A registered cover mailed from Puerto Príncipe on January 3, the year is unknown. However, we can deduce a range of dates between which this cover was mailed. The postage stamps on the reverse first appeared on January 1, 1890, and were used until January 1, 1898, when the last issue of the Spanish administration appeared. So, this cover had to be posted between January 1, 1890 and December 31, 1897.
It is franked with 15 centavos de peso in postage stamps, 10 centavos of which paid the international postage rate, and the remaining 5 centavos paid the registration fee. The face of the cover is marked in the British fashion with blue crossed lines, a system devised to distinguish registered mail from all other mail.
While there are no British postmarks on this cover, it appears that it did pass through the British foreign registered mail office.

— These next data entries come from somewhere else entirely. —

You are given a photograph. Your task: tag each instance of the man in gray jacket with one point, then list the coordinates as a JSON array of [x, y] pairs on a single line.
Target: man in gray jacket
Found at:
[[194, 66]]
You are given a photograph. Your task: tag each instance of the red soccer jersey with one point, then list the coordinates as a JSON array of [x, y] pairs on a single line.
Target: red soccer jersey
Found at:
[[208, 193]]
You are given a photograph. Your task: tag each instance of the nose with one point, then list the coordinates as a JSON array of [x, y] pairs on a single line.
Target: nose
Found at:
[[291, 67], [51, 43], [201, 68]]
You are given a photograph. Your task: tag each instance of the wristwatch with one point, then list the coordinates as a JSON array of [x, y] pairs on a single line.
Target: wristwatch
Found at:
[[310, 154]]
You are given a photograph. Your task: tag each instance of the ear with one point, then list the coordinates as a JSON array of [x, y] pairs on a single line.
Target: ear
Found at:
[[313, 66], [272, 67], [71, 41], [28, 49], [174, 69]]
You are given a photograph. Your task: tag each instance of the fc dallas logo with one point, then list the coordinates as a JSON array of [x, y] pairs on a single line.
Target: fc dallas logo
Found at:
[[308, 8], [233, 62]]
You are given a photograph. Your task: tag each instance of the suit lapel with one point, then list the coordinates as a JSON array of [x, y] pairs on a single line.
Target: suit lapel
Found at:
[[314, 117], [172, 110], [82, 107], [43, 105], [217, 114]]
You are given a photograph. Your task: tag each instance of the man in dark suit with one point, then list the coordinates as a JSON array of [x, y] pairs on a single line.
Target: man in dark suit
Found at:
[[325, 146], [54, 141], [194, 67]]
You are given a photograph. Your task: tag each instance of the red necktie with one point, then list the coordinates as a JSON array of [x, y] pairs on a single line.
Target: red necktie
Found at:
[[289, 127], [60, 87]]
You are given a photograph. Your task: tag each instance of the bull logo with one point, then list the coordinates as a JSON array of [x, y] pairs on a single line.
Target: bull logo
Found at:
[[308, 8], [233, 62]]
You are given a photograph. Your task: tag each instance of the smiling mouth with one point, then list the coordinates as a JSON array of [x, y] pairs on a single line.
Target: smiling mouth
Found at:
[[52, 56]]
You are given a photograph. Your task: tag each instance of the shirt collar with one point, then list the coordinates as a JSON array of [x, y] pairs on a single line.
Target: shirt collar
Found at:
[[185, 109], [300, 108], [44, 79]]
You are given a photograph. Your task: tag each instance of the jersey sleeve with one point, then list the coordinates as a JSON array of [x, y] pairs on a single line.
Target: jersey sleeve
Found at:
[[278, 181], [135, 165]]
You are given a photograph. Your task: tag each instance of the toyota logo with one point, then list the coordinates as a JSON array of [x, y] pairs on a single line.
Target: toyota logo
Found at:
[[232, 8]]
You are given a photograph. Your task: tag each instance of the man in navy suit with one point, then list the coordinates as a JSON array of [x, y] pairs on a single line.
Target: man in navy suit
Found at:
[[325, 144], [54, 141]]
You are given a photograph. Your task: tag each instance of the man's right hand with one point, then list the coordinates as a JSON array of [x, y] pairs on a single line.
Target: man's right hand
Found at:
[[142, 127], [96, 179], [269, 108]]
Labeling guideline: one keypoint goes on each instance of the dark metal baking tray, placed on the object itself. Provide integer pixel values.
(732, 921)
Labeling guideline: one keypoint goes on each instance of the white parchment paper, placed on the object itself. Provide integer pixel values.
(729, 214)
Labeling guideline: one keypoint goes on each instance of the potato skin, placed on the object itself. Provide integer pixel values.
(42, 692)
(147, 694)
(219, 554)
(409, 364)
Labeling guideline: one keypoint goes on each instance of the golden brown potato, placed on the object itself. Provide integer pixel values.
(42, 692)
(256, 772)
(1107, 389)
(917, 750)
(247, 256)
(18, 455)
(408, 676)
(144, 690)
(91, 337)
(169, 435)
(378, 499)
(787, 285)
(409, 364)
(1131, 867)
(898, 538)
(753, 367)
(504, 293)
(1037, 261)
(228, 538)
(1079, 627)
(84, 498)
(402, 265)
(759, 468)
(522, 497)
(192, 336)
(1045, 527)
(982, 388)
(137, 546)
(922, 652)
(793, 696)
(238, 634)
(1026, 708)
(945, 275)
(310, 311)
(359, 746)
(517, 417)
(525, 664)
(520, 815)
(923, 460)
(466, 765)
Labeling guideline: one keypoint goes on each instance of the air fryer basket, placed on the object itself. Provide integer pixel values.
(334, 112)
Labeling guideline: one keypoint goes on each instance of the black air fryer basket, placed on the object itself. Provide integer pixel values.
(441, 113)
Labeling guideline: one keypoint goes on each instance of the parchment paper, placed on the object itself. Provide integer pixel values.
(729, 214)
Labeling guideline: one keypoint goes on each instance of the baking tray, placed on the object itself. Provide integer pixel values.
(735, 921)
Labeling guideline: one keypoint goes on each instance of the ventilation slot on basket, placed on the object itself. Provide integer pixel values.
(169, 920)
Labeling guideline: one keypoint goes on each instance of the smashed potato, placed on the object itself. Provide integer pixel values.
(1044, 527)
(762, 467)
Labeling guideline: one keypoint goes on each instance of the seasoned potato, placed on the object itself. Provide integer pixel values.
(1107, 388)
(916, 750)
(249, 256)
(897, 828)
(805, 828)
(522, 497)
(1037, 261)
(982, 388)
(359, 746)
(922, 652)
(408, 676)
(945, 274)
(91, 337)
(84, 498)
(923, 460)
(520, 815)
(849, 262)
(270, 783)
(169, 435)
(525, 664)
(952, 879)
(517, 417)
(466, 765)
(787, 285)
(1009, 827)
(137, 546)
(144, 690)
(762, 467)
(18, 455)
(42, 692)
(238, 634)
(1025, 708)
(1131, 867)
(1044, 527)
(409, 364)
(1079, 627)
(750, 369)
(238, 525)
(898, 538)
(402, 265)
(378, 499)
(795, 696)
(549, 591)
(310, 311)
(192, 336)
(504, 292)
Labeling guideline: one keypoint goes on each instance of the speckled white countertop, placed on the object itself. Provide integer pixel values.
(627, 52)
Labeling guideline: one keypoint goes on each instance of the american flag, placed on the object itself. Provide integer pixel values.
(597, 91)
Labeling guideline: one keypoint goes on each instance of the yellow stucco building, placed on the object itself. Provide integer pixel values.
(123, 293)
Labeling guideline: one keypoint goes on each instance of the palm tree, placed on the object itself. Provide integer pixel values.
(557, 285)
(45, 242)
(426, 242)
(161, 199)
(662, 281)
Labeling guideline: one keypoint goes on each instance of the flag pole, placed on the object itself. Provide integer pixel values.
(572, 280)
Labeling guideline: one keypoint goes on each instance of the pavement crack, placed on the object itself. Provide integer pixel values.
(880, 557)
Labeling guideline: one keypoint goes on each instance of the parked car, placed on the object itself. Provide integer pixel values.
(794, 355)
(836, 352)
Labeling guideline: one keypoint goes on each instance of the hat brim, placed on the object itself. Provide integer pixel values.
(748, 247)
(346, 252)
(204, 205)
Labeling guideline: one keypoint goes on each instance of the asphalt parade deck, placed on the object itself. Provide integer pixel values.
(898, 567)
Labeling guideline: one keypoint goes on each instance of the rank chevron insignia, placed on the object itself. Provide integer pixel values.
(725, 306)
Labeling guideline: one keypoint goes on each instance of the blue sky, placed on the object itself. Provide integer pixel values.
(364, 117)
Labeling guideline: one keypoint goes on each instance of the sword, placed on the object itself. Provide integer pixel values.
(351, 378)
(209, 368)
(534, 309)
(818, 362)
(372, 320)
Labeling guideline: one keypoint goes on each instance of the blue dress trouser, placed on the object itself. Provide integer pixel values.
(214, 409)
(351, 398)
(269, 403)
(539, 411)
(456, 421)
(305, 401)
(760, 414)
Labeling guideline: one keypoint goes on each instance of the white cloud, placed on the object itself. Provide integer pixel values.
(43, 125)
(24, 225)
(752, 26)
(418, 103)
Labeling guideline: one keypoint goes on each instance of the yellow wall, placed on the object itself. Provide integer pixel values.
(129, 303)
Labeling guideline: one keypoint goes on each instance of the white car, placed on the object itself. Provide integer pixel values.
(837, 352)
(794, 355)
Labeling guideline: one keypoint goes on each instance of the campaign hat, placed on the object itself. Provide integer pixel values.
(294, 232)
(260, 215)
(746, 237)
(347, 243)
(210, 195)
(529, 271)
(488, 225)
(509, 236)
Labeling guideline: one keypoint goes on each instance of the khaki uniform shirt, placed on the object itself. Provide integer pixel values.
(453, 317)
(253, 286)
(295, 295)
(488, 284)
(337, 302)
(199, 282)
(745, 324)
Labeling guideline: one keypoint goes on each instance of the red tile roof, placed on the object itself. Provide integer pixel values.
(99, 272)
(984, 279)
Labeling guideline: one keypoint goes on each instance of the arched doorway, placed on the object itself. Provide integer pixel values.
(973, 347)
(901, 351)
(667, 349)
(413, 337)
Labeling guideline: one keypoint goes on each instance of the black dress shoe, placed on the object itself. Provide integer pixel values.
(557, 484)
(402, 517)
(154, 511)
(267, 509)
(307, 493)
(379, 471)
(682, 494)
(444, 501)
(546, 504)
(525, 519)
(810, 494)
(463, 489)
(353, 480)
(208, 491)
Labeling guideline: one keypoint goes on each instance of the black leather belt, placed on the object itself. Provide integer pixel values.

Tome I, p.70: Puerto Príncipe to Bruxelles, Belgium. 3 January, 189?.
The letter is believed to have next passed through France, for the red postmark in the lower left quadrant of the face of the cover, while incompletely struck, is similar to “Paris/ Chargements,” a marking applied to registered mail passing through the central bureau of that office
The next postmark is on the back, that of the receiving office at Bruxelles, Belgium, where the cover arrived on January 22, after having been in transit for 19 days. The front of the cover bears another Belgian postmark, the number “293” in a small circle. This was applied by the letter carrier who delivered this letter to the addressee. The numbers written in pencil and crayon are recording numbers added by the various registry divisions this letter passed through.
An example of the last issue of the Spanish Administration, used from Santiago de Cuba. The letter was forwarded to Havana to be placed on board the New York steamer, and was received at Havana on January 31, 1898.
It was backstamped at New York on February 2, 1898.
Tome I, p.79: Santiago de Cuba to New York. January, 1898.